Terminal World by Alastair Reynolds
The North Reading Group met on October 9th to discuss Terminal World, by Alastair Reynolds. The book was published in mid-2010 by Gollancz and Ace Books. It is set in the future, in a world with a geography resembling Mars, and begins in a city/structure called Spearpoint. “Zones” existing at different energy states are inhabited by humans, some modified to exist in specific zones. The zones are at different technology levels, and transitioning between them requires drugs and may induce debilitating or even fatal biological problems. The protagonist is an “angel” from “celestial levels” who has been modified to exist at lower levels, who is pursued by a faction intent on killing him to prevent his carrying out the mission for which he had been modified. He is eventually forced to go to ever deeper levels and finally into the “Outzone.” The novel is generally classified as “Steampunk,” at least among some who define the genre, although some of our members didn’t agree.
Eight members attended the meeting, 5 had read Reynolds before, 5 started the book and 3 finished it. The ones who did not finish “got bogged down,” and others simply decided that there were other books to read that would be more interesting. One person liked the book and actually read it twice. He concluded that he would recommend Reynolds, but not necessarily this book.
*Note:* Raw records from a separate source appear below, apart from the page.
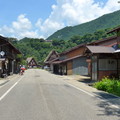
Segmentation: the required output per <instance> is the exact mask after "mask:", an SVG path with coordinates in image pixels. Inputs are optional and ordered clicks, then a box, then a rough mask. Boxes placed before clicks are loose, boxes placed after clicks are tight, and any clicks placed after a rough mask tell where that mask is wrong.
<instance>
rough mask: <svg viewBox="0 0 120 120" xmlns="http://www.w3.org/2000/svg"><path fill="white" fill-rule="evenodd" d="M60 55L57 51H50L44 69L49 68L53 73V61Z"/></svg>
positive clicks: (47, 56)
mask: <svg viewBox="0 0 120 120" xmlns="http://www.w3.org/2000/svg"><path fill="white" fill-rule="evenodd" d="M58 57H59V55H58V53H57V52H56V51H55V50H52V51H50V53H49V54H48V56H47V57H46V59H45V60H44V67H47V68H49V70H50V71H53V64H52V61H53V60H55V59H56V58H58Z"/></svg>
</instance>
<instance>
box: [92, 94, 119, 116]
mask: <svg viewBox="0 0 120 120" xmlns="http://www.w3.org/2000/svg"><path fill="white" fill-rule="evenodd" d="M94 94H96V97H97V98H99V99H101V100H100V102H99V103H97V106H98V107H100V108H102V109H101V110H100V111H101V112H102V114H98V115H99V116H103V115H107V116H117V117H120V97H117V96H114V95H111V94H107V93H102V92H95V93H94ZM116 106H117V107H116Z"/></svg>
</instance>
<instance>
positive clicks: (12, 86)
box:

One of the problems appeared to be that although Quillen (the protagonist) empathized with others on the planet, he wasn’t especially likeable, nor were his associates. Some involved a criminal organization which valued his skill as a physician. One woman helped him because she was unaware of his origin; otherwise she would have refused. The other major objection was that very little happened. Some who finished the book were unsatisfied by the ending and felt they had been “left hanging.” On the other hand, one reader thought the ending was “perfect—answers given, problems solved, and the start of a new journey of knowledge.”
That said, the members were generally appreciative of some of the hard SF features. Those who had read Reynolds’ other works liked them very much and urged the other members to try one of those.